Re: ext3 journal on software raid (was Re: PROBLEM: Kernel 2.6.10 crashing repeatedly and hard)

ptb@xxxxxxxxxxxxxx (Peter T. Breuer) · Tue, 4 Jan 2005 10:40:06 +0100

Neil Brown <neilb@xxxxxxxxxxxxxxx> wrote:
> On Tuesday January 4, ptb@xxxxxxxxxxxxxx wrote:
> > > > Then the probability of an error occuring UNdetected on a n-disk raid
> > > > array is
> > > > 
> > > >        (n-1)p + np'
> > > >   
> > 
> > > The probability of an event occurring lies between 0 and 1 inclusive.
> > > You have given a formula for a probability which could clearly evaluate
> > > to a number greater than 1.  So it must be wrong.
> > 
> > The hypothesis here is that p is vanishingly small.  I.e. this is a Poisson
> > distribution - the analysis assumes that only one event can occcur per
> > unit time.  Take the unit too be one second if you like.  Does that make
> > it true enough for you?
> 
> Sorry, I didn't see any such hypothesis stated and I don't like to
> assUme.

You don't have to. It is conventional. It doesn't need saying.

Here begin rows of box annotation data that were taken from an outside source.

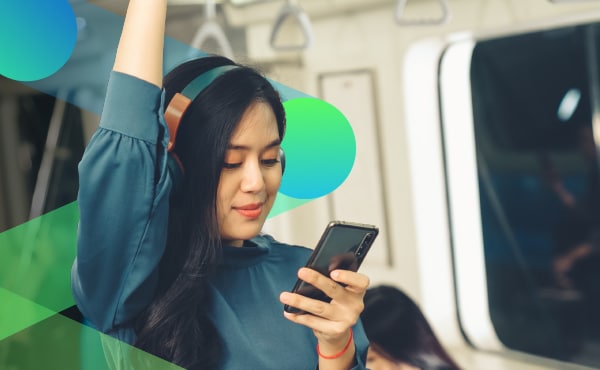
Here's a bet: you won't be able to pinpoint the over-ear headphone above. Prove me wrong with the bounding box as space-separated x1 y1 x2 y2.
165 64 285 194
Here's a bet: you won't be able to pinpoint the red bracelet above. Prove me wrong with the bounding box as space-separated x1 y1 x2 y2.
317 329 353 360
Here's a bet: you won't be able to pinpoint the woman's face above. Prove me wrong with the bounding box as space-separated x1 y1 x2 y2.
217 102 281 246
366 347 419 370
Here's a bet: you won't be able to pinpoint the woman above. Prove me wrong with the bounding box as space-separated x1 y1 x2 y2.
361 285 459 370
72 0 369 370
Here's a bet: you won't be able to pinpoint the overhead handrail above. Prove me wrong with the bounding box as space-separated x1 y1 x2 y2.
270 0 313 51
395 0 450 26
191 0 234 59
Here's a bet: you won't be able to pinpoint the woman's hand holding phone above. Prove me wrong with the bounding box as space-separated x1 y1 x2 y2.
279 221 379 370
279 267 369 362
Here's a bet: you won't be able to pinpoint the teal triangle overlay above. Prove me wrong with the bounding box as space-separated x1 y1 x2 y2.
0 202 79 316
0 304 181 370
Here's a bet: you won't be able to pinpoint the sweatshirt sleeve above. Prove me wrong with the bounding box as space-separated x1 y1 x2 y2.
71 71 172 332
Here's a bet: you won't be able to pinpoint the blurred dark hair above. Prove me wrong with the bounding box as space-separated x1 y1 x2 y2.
361 285 459 370
135 56 285 369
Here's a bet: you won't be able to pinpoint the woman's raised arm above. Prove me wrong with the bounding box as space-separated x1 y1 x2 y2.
113 0 167 87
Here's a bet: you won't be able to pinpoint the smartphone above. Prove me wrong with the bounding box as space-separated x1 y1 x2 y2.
283 221 379 313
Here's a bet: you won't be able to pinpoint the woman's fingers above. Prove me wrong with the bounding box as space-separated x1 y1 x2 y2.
331 270 370 294
283 312 354 339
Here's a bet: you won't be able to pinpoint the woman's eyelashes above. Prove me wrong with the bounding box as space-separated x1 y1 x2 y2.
223 158 279 170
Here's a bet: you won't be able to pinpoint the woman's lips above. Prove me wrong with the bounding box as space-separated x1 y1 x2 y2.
233 203 262 218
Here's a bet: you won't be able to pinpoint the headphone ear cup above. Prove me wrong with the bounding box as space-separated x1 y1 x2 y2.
279 147 285 176
167 153 183 197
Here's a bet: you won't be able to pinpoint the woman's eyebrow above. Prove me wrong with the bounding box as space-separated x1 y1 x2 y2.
227 139 281 150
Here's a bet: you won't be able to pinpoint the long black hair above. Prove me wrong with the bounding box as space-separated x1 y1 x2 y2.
135 56 285 369
360 285 459 370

> So what you are really saying is that:
>   for sufficiently small p and p' (i.e. p-squared terms can be ignored)
>   the probability of an error occurring undetected approximates
>      (n-1)p + np'
> 
> this may be true, but I'm still having trouble understanding what your
> p and p' really mean.

Examine your conscience. They're dependent on you. All I say is that
they exist. They represent two different classes of error, one
detectible by whatever thing like fsck you run as an "experiment", and
one not.

But you are right in that I have been sloppy about defining what I
mean. For one thing I have mixed probailities "per unit time" and
multiplied them by probabilities associated with a single observation
(your experiment with fsck or whatever) made at a certain moment. I do
that because I know that it would make no difference if I integrated up
the the instantaneous probabilities and then multiplied.

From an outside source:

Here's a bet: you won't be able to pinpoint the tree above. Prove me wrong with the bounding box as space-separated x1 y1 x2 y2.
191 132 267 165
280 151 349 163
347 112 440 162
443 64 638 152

Thus if you want to be more formal, you want to stick some integral
signs in and get (n-1) /p dt  + n /p' dt. Or if you wanted to calculate
in terms of mean times to a detected event, well, you'd modify that
again. But the principle remains the same: the probability of a single
undetectible error rises in proportion to the number of disks n, and the
probability of a detectible error going undetected rises in proportion
to n-1, because your experiment to detect the error will only test one
of the possible disks at the crucial point.

> > I mean an error occurs that can be detected (by the experiment you run,
> > which is prsumably an fsck, but I don't presume to dictate to you).
> > 
> 
> The whole point of RAID is that fsck should NEVER see any error caused
> by drive failure.

Then I guess you have helped clarify to yourself what type of errors
falls in which class! Apparently errors caused by drive failure fall in
the class of "indetectible error" for you!

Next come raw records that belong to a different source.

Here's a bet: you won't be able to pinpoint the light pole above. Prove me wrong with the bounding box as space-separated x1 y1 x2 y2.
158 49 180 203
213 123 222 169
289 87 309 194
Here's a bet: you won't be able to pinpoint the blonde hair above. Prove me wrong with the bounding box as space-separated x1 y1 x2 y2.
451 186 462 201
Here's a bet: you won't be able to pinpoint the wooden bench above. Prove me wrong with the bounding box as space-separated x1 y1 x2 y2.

But in any case, you are wrong, because it is quite possible for an
error to spontaneously arise on a disk which WOULD be detected by fsck.
What does fsck detect normally if it is not that! 

> I think we have a major communication failure here, because I have no
> idea what sort of failure scenario you are imagining.

I am not imagining. It is up to you.

> > Likewise, I don't know. It's whatever error your experiment
> > (presumably an fsck) will miss.
> 
> But 'fsck's primary purpose is not to detect errors on the disk. 

Of course it is (it does not mix and make cakes - it precisely and
exactly detects errors on the disk it is run on, and repairs the
filesystem to either work around those errors, or repairs the errors
themselves).

> It is
> to repair a filesystem after an unclean shutdown.

Those are "errors on the disk". It is of no interest to fsck how they
are caused. Fsck simply has a certain capacity for detecting anomalies
(and fixing them). If you have a better test than fsck, by all means
run it!

> It can help out a
> bit after disk corruption, but usually disk corruption (apart from
> very minimal problems) causes fsck to fail to do anything useful.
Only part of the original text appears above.